Are your bacteria jet-lagged?

Are your bacteria jet-lagged?

Lacelike bacteria in the bumpy tissue that lines the mouse gut respond to disruptions in their host’s circadian rhythms.

(http://news.sciencemag.org/biology/2014/10/are-your-bacteria-jet-lagged)

Transkingdom Control of Microbiota Diurnal Oscillations Promotes Metabolic Homeostasis

(http://www.cell.com/cell/abstract/S0092-8674(14)01236-7)

The last several years have seen an explosion of interest in the constellation of bacteria that call the gut home, and these microbes appear to play a role in everything from immunity to metabolism to mood. But although disrupted bacteria are observed in many of the same diseases that arise from skewed circadian rhythms, the precise link isn’t fully understood. Eran Elinav, an immunologist and microbiome specialist at the Weizmann Institute of Science in Rehovot, Israel, wondered whether the microbes’ own circadian rhythms were a missing piece of the puzzle.
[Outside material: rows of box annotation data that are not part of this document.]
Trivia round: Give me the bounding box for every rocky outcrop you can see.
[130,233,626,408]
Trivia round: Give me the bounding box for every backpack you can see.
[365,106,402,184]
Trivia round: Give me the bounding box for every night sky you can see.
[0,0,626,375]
To test the theory, he and his colleagues analyzed bacteria in fecal samples from lab mice kept in normal 12-hour cycles of light and darkness. Samples were taken every 6 hours for two 24-hour cycles. Up to 60% of the microbes consisted of various bacterial types that fluctuated, in both their total number and their prevalence relative to each other, throughout the day and night. During the dark phase (when mice, being nocturnal, are most active), the bacteria were busy digesting nutrients, repairing their DNA, and growing, as evidenced by the various bacterial gene activity documented from fecal samples taken at different time points. During the light phase, microbes went about ongoing "housekeeping" processes, such as detoxifying, sensing the chemicals around them, and building the flagella, or tails, that help the microbes move.

In mice with a mutation that disables the inner clock, the gut bacteria didn’t exhibit the same fluctuations, in either population or activity, in response to light and dark—suggesting that the animal's clock somehow controls that of the bacteria. When bacteria from these "clockless" mice were transplanted into healthy animals living in normal light-dark conditions, the microbes began to show normal rhythms within a week.
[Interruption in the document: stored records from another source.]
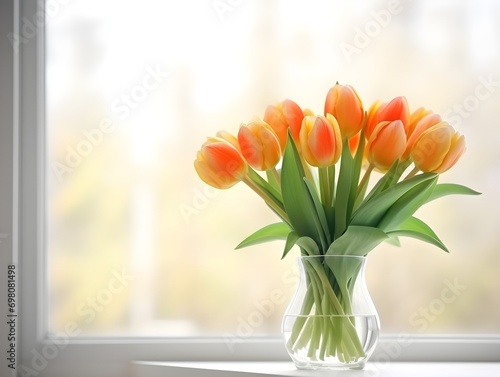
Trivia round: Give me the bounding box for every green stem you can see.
[318,167,332,207]
[403,166,420,181]
[328,164,335,205]
[289,260,365,363]
[356,164,375,196]
[269,166,281,187]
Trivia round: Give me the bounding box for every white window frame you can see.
[0,0,500,377]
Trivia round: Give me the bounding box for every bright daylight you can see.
[0,0,500,377]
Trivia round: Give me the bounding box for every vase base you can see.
[294,361,366,370]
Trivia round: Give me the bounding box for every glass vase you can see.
[282,255,380,369]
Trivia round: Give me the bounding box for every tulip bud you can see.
[365,97,410,138]
[410,122,465,173]
[194,138,247,189]
[366,120,406,171]
[406,107,432,137]
[325,84,365,138]
[300,114,342,167]
[238,119,281,170]
[215,130,241,153]
[402,113,441,160]
[264,99,304,152]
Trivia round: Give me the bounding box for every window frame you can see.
[4,0,500,377]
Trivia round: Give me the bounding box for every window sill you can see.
[131,361,500,377]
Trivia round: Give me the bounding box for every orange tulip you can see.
[406,107,432,136]
[325,84,365,138]
[238,119,281,170]
[366,120,406,171]
[410,122,465,173]
[215,130,241,153]
[264,99,304,152]
[300,114,342,167]
[402,113,441,160]
[365,97,410,138]
[194,138,247,189]
[365,100,386,139]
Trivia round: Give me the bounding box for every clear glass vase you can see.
[282,255,380,369]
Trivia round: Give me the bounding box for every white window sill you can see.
[131,361,500,377]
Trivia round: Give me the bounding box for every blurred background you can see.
[45,0,500,338]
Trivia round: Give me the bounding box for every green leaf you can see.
[427,183,481,202]
[326,225,387,256]
[248,167,283,204]
[363,161,399,202]
[281,231,300,259]
[334,138,358,238]
[236,222,291,249]
[281,132,321,242]
[385,236,401,247]
[387,217,448,252]
[377,176,438,232]
[351,173,437,227]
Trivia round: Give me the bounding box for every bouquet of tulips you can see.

The findings, reported online yesterday in Cell, came as a surprise, Elinav says. Previous studies have shown that many bacteria do have light-responsive circadian clocks—cyanobacteria, for example, which get their energy from photosynthesis. But microbes deep in the bowels of—well, the bowels—spend all their time in the dark. How did they know what time of day it was? Some signal must pass from the host to the bacteria.